Gov. Steve Beshear announced a push to instate a temporary ferry service at the U.S. 68/ Ky. Hwy. 80 crossing over the Kentucky Lake today, after a cargo ship damaged the existing bridge late last month.
The Delta Mariner, a 2,800-ton freight vessel collided with the Eggner’s Ferry Bridge on Jan. 26, bringing a 322-foot span of the bridge crashing down on the ship and the water around it.
The governor flew to the eastern shore of the Kentucky Lake to assess the damage first-hand with Chief District Engineer Jim LeFevre of the Kentucky Transportation Cabinet.
Beshear told a group of reporters in front of the bridge he was thankful no one had been hurt in the bridge collision, but it was the now the state’s responsibility to restore traffic on the bridge, which carried about 2,800 cars a day.
“It’s not a great answer because of the amount of traffic on this highway, but it is at least a partial answer and a little bit of help not only for our traffic but for our businesses, for our parks, for the tourism trade and for folks that need to go back and forth,” he said.
Several steps will be taken by the state in the coming weeks to prepare for a ferry, he said, including removing bridge debris and dredging a route across the lake, working with the Tennessee Valley Association, the Army Corps of Engineers and the U.S. Coast Guard.
The state Finance and Administrative Cabinet began work today to approve paperwork on paying for the temporary ferry service, and Beshear said he plans to return to Frankfort to finalize that transaction.
The state is monitoring the bridge and piers on either side of the missing span, especially on the eastern side near Trigg County, after the KTC reported possible movement along the floor of the lake two weeks ago.
Beshear said he hoped to have news from state investigators within the next few days, to determine whether or not to move forward in repairing the fallen bridge.
“We hope in the next couple of weeks that we will be able to declare that what we have is safe enough for us to utilize in any options that we’re looking at,” he said. “If they are safe, then we are obviously looking at a temporary span here that could reopen this highway.”
But LeFevre told reporters that the replacement process could be more complicated than it sounds.

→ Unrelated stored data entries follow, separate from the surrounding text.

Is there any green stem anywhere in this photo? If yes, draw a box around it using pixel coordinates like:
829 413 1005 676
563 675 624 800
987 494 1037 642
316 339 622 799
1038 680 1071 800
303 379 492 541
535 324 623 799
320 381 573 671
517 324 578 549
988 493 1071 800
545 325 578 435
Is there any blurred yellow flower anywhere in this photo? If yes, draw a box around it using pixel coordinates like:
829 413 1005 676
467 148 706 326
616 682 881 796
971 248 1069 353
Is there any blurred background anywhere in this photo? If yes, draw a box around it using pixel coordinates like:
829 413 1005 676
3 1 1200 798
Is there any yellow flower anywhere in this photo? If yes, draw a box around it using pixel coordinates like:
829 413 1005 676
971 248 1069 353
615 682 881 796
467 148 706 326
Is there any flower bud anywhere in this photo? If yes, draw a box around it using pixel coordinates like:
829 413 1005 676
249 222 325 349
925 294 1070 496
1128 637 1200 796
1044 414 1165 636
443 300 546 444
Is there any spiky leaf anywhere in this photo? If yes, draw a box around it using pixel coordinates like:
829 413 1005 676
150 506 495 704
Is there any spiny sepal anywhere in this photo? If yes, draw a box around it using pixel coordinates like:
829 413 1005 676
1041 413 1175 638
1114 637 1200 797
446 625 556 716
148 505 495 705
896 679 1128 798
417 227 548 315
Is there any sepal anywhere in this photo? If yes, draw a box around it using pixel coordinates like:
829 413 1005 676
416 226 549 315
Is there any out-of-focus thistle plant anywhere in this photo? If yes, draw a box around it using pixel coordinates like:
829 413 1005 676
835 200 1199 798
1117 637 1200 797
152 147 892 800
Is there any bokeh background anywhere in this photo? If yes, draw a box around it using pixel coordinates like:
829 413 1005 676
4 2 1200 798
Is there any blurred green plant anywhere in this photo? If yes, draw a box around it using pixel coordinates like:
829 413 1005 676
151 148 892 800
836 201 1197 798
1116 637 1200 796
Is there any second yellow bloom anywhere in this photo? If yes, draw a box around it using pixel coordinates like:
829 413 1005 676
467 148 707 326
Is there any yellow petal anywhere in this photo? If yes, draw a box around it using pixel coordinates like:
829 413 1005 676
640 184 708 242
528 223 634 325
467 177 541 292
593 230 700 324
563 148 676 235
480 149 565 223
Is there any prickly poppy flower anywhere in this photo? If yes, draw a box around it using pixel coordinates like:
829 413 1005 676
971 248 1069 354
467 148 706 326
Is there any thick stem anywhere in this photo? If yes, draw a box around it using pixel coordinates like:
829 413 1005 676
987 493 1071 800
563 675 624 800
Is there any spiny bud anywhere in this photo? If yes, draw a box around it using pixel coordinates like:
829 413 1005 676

Because the Eggner’s Ferry Bridge is partially supported with an above-deck truss, he said, a separate support system will be required to hold up the missing section.
LeFevre said that may require up to two additional piers under the repair.
This bridge and its sister over Barkley Lake, a short drive east of the fallen structure, were slated to be replaced within the next six years. Beshear said he plans to move ahead with those plans.
“I want to see those bridges built while I’m governor,” he said to a spatter of applause. “And I’m governor for four years.”
The announcement came a day after Foss Maritime, the company that owns the ship, filed a federal lawsuit, asking for exoneration from any liability concerning the incident.
Since the ship hit the span, officials have been called in to question regarding the navigation lights on the bridge.
The lawsuit claims not all lights were in full operation on the foggy Thursday night the ship hit it, contributing to the incident.
“Obviously, the courts will handle that, and we’ll wind our way through the court system, Beshear said. “Suffice it to say, I’m at least told that this vessel was way out of the main channel and all you’ve got to do is look at this bridge head-on and see where the ship should have been. So, we’ll see how that goes, but we’re not going to let lawsuits stand in our way of moving this forward as fast as possible.”
Trigg County Judge-Executive Stan Humphries and Marshall County Judge-Executive Mike Miller joined the governor on his visit. The two agreed that the temporary ferry fix is the best of about six options the state has been reviewing for three weeks.
Miller said he hopes it will lessen the dramatic affect the damaged bridge has had on tourism in his county west of the lake.
“It’s a temporary fix, sure,” he said, “but it would sure help a lot of people out.”